La voz de sir Owain se dejó oír, seca como una rama rota.
—¿Por qué no atacan? —aulló—. ¿Por qué no hacen otra cosa que esperar revoloteando sobre nuestras cabezas?
—Me parece que resulta evidente. No habría ni que mencionarlo. ¿No tienen buenas razones para temernos? —replicó sir Roger.
—¿Qué? —dije—. Naturalmente, sire, somos ingleses, pero… —miré a nuestras espaldas, hacia las miserables tiendecillas plantadas alrededor de la fortaleza, a los soldados ennegrecidos por el humo, vestidos con harapos, a las mujeres y a los viejos reunidos atemorizados, a los lloriqueantes niños; vi el ganado, los cerdos, las ovejas, las gallinas, atendidos por los siervos con un juramento en los labios; vi las perolas en las que hervía la papilla de centeno del desayuno—… Pero, señor —continué—, por el momento, más parecemos franceses.
El barón sonrió.
—¿Qué saben ellos de franceses e ingleses? Además, mi madre estuvo en Bannockburn, donde un puñado de miserables escoceses armados con picas derrotó a la caballería de Eduardo II. Todo lo que los wersgorix saben de nosotros es que hemos llegado de ninguna parte y —si las bravatas de Branithar son ciertas— que hemos conseguido lo que nadie había logrado antes: conquistar una de sus fortalezas. ¿No avanzarías con prudencia si fueras su condestable?
Groseras risotadas se alzaron de entre los caballeros y no tardaron en alcanzar a los infantes, hasta que todo el campamento acabó por reír. Vi temblar a los prisioneros enemigos, acercándose los unos a los otros, cuando aquellos crueles sonidos llegaron hasta ellos.
Cuando el sol se alzó en el cielo, algunos navíos de Wersgor aterrizaron muy lentamente, con muchas precauciones, a una milla de nosotros. No les disparamos.

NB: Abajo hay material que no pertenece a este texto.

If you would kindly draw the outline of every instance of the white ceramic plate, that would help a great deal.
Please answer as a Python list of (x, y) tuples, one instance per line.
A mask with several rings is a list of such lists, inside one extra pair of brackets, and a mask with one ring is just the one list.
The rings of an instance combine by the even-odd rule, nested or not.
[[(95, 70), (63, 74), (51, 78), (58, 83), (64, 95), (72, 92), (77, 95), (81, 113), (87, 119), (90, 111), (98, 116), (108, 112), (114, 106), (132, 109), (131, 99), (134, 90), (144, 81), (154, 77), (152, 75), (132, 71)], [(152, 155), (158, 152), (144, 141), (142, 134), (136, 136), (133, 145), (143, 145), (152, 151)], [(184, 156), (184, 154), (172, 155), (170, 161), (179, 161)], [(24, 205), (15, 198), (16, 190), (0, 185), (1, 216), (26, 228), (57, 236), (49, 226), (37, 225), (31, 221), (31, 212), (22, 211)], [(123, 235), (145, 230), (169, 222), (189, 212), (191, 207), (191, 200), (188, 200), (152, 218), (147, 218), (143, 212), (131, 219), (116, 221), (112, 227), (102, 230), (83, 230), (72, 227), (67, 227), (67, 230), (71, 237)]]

Se animaron e hicieron salir a sus tropas, que empezaron a montar su campamento sobre el terreno.
—¿Vais a dejarles construir un castillo ante nuestros ojos? —gritó Thomas Bullard.
—Hay menos oportunidades de que nos ataquen si se creen seguros —respondió el barón—. Quiero que comprendan claramente que deseamos parlamentar —su sonrisa se hizo algo amarga—. Recordad, amigos míos, que nuestra mejor arma es nuestra lengua.
Los wersgorix no tardaron en hacer aterrizar numerosos navíos en formación circular, como los grandes menhires que habían erigido los gigantes en Inglaterra antes del Diluvio. Formaron un campo amurallado con la extraña vibración casi invisible de la pantalla de fuerza. Vigilado por bombardas móviles, estaba cubierto por navíos de guerra que no dejaban de sobrevolarlo. Cuando terminaron, enviaron un heraldo.
La forma delgada avanzó con bastante audacia a través de los pastos, aunque sabía perfectamente que podíamos abatirle. Sus ropas metálicas brillaban bajo el sol de la mañana, pero vimos que nos presentaba las manos vacías. Sir Roger acudió ante él en persona; le acompañé sobre un palafrén, murmurando Padre Nuestros.